I am not going to linger longer on the foregoing subject. It speaks for itself. Further, I hear the protests coming forth: “Well, everyone doesn’t fall prey to the darkness of this game, or the metal music--you have no right to go on in this manner or quote such antiquated material.” True--very true; however, look around at your society and determine how long you can go on in this manner of existence! So be it and Selah.

 

Dharma, just add one last thing--quote from the notice posted regarding the August 10-13, ’89 Gen Con games fair.

 

“Be advised: this is not simply some mindless amusement, such as a Space In­vaders video game. Dungeons & Dragons, the fantasy role-playing game, has already resulted in numerous child suicides and related murders.

 

“This is brainwashing, carried out under the control of “Game Masters”. It is designed to break a person’s self-control, loyalty to family, and sympathy for human life.

 

“Further warning: Dungeons & Dragons clubs function in an environment of computer interlock with groups practicing Satanism and witchcraft, whose objectives include the recruitment of children as sex objects.”

 

So, come on in and see if you can outwit Gen Con!

 

I guess my case rests regarding this “silly” little child’s game.

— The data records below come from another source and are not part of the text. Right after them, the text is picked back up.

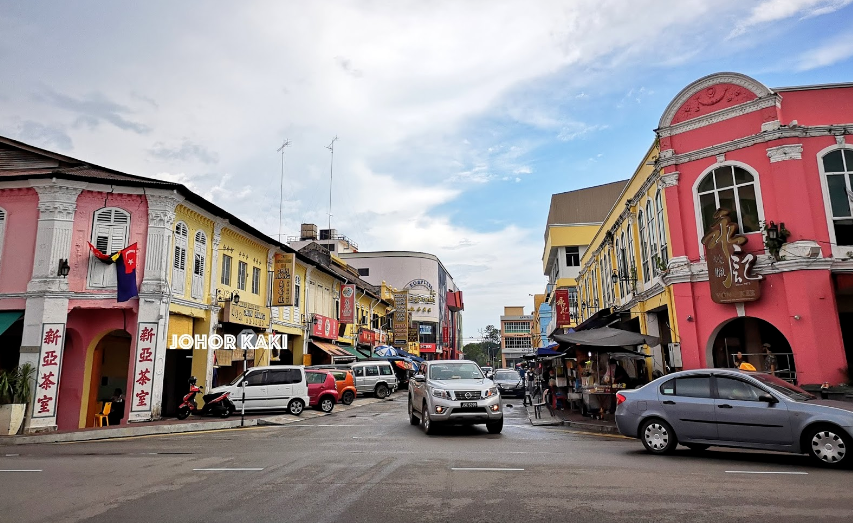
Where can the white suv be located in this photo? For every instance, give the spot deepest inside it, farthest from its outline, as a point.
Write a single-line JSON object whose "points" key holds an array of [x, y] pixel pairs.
{"points": [[454, 391]]}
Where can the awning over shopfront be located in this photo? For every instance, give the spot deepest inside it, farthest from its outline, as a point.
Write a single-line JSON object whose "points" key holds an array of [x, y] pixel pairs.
{"points": [[606, 337], [338, 354], [7, 318]]}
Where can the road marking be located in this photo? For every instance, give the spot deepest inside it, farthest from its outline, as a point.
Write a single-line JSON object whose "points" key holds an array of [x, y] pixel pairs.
{"points": [[485, 469], [764, 472], [229, 469]]}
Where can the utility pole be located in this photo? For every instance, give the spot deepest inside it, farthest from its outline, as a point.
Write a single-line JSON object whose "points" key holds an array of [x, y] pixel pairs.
{"points": [[281, 196], [331, 147]]}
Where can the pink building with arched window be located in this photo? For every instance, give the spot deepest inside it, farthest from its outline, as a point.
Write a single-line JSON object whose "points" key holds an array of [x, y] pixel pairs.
{"points": [[781, 162]]}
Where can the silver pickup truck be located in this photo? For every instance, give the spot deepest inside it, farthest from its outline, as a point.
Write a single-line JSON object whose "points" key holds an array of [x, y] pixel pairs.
{"points": [[454, 391]]}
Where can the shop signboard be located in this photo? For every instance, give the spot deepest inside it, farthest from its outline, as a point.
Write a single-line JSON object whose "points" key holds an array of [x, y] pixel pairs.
{"points": [[729, 268], [324, 327], [47, 377], [561, 306], [284, 268], [246, 314], [143, 367], [347, 312]]}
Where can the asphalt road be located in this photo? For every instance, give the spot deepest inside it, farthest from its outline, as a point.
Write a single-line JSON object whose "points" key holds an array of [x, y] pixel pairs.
{"points": [[370, 465]]}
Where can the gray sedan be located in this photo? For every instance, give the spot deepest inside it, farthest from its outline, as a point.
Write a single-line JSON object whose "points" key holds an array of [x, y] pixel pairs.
{"points": [[729, 408]]}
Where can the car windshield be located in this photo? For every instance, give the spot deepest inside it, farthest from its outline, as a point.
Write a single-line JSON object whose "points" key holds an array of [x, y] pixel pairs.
{"points": [[783, 387], [455, 371]]}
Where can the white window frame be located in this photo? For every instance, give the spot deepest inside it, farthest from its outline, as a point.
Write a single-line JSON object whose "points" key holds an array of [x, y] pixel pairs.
{"points": [[199, 258], [179, 258], [102, 275], [697, 209], [838, 251]]}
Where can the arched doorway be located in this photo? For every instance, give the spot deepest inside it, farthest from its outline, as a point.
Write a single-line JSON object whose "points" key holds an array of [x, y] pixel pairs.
{"points": [[748, 335], [110, 362]]}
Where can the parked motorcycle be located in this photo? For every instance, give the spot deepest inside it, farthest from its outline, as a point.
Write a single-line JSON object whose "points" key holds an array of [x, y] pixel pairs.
{"points": [[216, 404]]}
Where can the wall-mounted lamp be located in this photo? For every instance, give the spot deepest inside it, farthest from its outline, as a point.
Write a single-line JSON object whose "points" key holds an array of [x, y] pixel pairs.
{"points": [[64, 268]]}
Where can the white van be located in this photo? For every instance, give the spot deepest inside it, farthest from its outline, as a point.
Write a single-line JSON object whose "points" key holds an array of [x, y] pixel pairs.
{"points": [[268, 388], [374, 377]]}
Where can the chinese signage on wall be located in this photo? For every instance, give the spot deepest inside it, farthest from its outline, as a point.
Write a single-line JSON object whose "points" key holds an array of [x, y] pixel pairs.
{"points": [[401, 318], [47, 378], [246, 314], [283, 280], [347, 312], [324, 327], [143, 367], [561, 306], [729, 268]]}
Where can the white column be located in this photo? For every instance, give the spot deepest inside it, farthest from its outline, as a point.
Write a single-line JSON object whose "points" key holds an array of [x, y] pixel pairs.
{"points": [[154, 294], [47, 301]]}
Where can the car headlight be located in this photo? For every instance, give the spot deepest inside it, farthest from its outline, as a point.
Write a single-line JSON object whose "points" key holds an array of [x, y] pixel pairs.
{"points": [[440, 393]]}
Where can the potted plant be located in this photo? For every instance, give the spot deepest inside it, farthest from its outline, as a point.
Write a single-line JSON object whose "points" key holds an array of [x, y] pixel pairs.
{"points": [[15, 392]]}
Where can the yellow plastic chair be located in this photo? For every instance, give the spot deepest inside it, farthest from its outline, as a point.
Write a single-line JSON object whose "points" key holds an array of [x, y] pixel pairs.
{"points": [[104, 415]]}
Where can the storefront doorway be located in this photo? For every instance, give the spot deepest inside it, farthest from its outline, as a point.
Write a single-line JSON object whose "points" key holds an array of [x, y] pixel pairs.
{"points": [[110, 361], [748, 336]]}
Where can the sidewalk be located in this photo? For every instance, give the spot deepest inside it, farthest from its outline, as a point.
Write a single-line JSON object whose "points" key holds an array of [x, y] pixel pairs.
{"points": [[175, 426]]}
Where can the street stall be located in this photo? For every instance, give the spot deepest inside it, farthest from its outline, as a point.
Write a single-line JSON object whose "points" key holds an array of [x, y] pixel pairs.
{"points": [[606, 363]]}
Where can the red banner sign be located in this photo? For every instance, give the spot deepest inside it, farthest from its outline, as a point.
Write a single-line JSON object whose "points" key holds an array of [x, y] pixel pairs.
{"points": [[324, 327], [347, 312], [561, 307]]}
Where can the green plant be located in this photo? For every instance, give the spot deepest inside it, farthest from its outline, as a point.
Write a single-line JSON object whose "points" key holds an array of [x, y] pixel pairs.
{"points": [[16, 384]]}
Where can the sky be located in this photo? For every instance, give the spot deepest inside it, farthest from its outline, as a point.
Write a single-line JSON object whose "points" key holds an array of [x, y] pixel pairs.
{"points": [[456, 120]]}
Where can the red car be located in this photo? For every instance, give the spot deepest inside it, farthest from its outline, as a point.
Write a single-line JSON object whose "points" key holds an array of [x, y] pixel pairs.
{"points": [[322, 389]]}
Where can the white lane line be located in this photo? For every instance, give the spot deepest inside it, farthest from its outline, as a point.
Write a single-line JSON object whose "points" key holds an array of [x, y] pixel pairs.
{"points": [[765, 472], [485, 469], [228, 469]]}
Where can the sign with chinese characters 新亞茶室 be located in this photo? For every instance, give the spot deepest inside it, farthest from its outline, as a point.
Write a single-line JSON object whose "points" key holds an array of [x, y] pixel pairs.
{"points": [[729, 268]]}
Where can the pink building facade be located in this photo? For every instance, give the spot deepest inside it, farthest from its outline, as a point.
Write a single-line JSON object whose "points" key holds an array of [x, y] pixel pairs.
{"points": [[766, 155]]}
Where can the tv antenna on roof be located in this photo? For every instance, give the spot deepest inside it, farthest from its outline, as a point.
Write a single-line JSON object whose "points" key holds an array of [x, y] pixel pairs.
{"points": [[331, 147], [281, 196]]}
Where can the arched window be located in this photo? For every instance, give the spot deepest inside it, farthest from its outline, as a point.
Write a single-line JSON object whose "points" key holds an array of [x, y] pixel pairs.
{"points": [[732, 188], [179, 265], [838, 169], [110, 231], [199, 255]]}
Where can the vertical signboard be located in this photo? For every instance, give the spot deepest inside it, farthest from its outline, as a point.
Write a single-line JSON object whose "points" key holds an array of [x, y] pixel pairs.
{"points": [[561, 306], [401, 318], [143, 367], [284, 266], [347, 312], [50, 363]]}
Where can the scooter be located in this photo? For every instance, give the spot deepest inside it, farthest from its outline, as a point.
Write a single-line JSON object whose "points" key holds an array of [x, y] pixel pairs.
{"points": [[216, 404]]}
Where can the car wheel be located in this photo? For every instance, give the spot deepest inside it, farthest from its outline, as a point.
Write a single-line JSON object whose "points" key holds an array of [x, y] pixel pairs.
{"points": [[296, 406], [413, 420], [382, 391], [829, 446], [658, 436], [327, 404]]}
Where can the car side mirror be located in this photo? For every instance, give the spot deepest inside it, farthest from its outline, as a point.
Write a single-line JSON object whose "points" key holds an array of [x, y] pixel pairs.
{"points": [[768, 398]]}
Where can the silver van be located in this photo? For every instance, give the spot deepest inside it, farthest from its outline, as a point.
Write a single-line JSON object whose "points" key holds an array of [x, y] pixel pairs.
{"points": [[374, 377]]}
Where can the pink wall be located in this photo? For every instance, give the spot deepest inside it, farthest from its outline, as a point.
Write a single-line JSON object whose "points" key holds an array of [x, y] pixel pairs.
{"points": [[16, 266]]}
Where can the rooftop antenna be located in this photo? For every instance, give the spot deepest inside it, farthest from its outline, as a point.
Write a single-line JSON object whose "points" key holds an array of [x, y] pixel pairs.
{"points": [[281, 197], [331, 147]]}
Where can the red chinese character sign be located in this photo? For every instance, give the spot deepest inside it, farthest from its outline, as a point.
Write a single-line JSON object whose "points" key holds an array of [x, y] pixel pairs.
{"points": [[729, 268], [561, 307], [50, 363], [143, 368]]}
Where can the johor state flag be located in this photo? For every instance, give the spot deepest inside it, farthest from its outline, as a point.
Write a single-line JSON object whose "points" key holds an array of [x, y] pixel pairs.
{"points": [[125, 261]]}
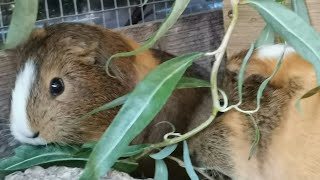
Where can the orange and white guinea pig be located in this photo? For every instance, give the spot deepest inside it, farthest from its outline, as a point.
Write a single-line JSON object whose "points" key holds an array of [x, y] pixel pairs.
{"points": [[62, 76], [289, 147]]}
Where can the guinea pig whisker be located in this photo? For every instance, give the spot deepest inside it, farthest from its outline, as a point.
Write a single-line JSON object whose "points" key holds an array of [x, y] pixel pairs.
{"points": [[7, 135], [4, 130]]}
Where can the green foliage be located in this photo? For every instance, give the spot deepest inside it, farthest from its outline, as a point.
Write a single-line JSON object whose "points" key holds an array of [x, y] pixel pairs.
{"points": [[141, 106], [164, 152], [300, 8], [138, 111], [188, 82], [266, 37], [296, 31], [161, 170], [23, 19]]}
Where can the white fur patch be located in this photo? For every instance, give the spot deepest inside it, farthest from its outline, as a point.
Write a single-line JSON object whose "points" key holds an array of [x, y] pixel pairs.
{"points": [[273, 51], [20, 127]]}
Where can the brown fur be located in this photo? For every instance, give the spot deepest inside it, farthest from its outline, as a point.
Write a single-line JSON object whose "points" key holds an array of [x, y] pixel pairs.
{"points": [[77, 53], [289, 147]]}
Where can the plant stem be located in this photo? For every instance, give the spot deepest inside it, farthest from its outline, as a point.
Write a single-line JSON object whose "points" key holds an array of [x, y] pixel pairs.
{"points": [[219, 53]]}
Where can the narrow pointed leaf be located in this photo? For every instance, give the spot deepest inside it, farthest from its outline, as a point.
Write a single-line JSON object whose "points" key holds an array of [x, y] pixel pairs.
{"points": [[117, 102], [165, 152], [161, 170], [266, 37], [22, 23], [300, 7], [141, 107], [188, 82], [296, 31]]}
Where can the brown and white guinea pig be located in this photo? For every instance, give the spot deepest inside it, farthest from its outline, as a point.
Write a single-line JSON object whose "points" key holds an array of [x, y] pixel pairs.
{"points": [[62, 76], [289, 147]]}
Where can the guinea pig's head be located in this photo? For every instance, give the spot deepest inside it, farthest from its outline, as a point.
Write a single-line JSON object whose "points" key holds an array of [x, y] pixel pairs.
{"points": [[62, 76]]}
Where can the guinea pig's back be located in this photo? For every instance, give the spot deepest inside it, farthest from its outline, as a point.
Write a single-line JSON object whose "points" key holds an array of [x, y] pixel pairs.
{"points": [[289, 139]]}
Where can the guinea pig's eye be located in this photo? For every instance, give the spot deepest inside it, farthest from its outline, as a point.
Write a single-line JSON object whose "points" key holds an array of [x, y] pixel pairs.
{"points": [[56, 86]]}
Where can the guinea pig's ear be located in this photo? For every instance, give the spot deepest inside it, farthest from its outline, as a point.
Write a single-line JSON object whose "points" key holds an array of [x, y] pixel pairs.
{"points": [[38, 34]]}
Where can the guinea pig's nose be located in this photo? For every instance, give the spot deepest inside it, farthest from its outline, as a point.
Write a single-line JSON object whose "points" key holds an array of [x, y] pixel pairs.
{"points": [[35, 135]]}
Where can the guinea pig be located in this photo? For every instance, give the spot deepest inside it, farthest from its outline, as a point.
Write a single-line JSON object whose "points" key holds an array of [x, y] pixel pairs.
{"points": [[61, 76], [289, 146]]}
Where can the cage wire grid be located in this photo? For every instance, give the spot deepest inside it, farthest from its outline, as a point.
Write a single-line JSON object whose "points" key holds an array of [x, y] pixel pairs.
{"points": [[109, 13]]}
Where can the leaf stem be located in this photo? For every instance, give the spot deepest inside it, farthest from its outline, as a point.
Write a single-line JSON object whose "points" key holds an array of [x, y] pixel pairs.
{"points": [[219, 54]]}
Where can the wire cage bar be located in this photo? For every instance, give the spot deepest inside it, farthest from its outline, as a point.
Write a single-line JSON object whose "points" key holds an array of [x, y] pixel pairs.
{"points": [[109, 13]]}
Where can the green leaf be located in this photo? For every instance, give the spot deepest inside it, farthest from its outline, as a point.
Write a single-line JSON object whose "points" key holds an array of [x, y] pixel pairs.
{"points": [[178, 7], [161, 170], [297, 32], [187, 162], [242, 72], [117, 102], [165, 152], [188, 82], [266, 37], [142, 106], [185, 82], [134, 150], [300, 7], [22, 23], [125, 166]]}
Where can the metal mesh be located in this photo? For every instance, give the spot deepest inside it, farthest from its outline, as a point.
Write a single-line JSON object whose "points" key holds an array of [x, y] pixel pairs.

I knew that all you good adults and parents knew all about these things. . . .Dharma just needed typing practice!

 

Close this portion, that we might move on into the really wondrous world of Satanic games and secrets for you ones who are now mumbling about the boring stupidity of this book. Unfortunately, there is no way to really shock any of your society any longer. Unfortunate indeed! However, perhaps a few of you will blink a bit and raise up off your comfortable places of resting and self-indul­gence and see a bit farther.